DINHEIRO ? Os empresários estão ansiosos com relação à China?
FURLAN ? Um país que cresce a renda per capita, que desenvolve sua economia numa velocidade extraordinária, oferece inúmeras oportunidades. Então, em vez de jogar na defesa, o empresariado deveria pensar também em jogar no ataque. Não se ganha campeonato simplesmente jogando na retranca.

DINHEIRO ? Está se formando um consenso entre os empresários de que o comércio com a Índia, por exemplo, não será a melhor escolha. Por que o sr. aposta nisso?
FURLAN ? O diálogo Sul/Sul não substitui Sul/Norte, mas acrescenta ao todo. O que há de errado em países de grande porte como China e Índia terem uma relação mais próxima com o Brasil? Nós estamos criando oportunidades, mas isso não quer dizer que a pauta de transações ou mesmo de investimento, que temos com América do Norte e Europa, será substituída pelas novas relações. Haverá acréscimos.

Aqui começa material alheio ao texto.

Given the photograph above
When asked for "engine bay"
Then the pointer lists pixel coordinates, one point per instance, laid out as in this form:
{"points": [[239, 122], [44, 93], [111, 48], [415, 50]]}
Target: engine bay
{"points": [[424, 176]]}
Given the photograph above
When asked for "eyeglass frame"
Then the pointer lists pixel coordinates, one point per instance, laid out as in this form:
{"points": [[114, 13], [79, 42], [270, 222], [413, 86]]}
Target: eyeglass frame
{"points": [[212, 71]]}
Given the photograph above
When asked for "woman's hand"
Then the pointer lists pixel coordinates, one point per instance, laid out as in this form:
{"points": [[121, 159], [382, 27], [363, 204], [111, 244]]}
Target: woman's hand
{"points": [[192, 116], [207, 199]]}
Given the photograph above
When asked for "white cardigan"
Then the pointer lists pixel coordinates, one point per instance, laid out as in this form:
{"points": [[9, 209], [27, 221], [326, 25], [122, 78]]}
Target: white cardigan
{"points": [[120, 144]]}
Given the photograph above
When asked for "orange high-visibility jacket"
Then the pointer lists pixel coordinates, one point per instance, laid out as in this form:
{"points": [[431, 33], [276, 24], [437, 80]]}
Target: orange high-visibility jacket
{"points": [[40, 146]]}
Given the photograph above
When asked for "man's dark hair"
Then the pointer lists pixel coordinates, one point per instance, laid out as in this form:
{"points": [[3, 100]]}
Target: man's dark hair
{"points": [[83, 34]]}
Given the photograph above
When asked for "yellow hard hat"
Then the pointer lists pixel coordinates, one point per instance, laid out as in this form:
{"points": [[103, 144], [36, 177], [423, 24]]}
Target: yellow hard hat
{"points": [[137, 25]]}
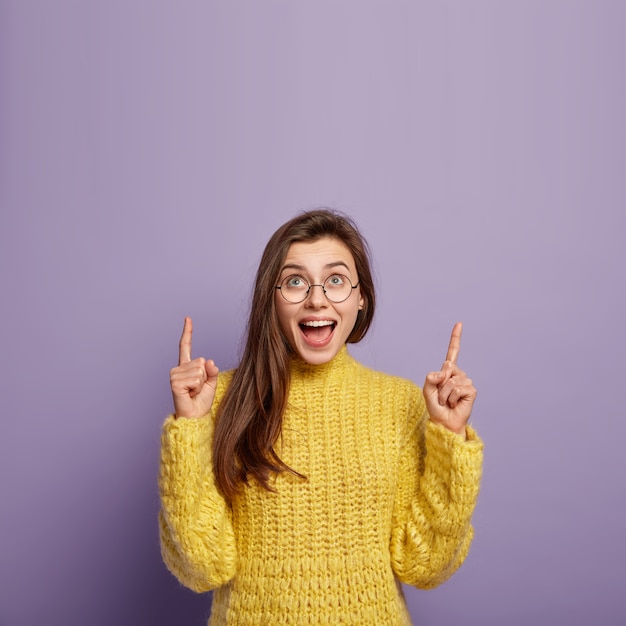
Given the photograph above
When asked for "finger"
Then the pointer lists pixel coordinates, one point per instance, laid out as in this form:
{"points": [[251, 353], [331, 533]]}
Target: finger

DINHEIRO ? Como o sr. avalia a pauta com os norte-americanos?
FURLAN ? Com os EUA, estamos crescendo abaixo da média de crescimento do Brasil. Mas neste ano, possivelmente, vamos crescer de 10% a 12%, percentual
que equivale à metade do crescimento médio das exportações e importações brasileiras. Vamos retomar as conversas com os novos integrantes do governo
Bush para explorar uma agenda positiva em setores onde a relação bilateral
possa ser ganha-ganha.

DINHEIRO ? Deveríamos investir mais na relação Sul/Norte? O secretário-adjunto de Comércio dos EUA, Peter Allgeier, disse que os EUA importam manufaturados, enquanto a China, commodities.
FURLAN ? Isso é verdade. Dos 10 principais produtos exportados para os EUA,
nove são de valor agregado. Mas nós também somos um grande vendedor de produtos norte-americanos que estão embutidos nos aviões da Embraer, como turbinas. Há complementariedade na relação. Os EUA são, de fato, um potencial
que pode ser melhor explorado. E isso já está acontecendo. Em negociações recentes, a Apex levou empresas para negociar com o Wal Mart e fechou negócios com mais de 15 setores variados.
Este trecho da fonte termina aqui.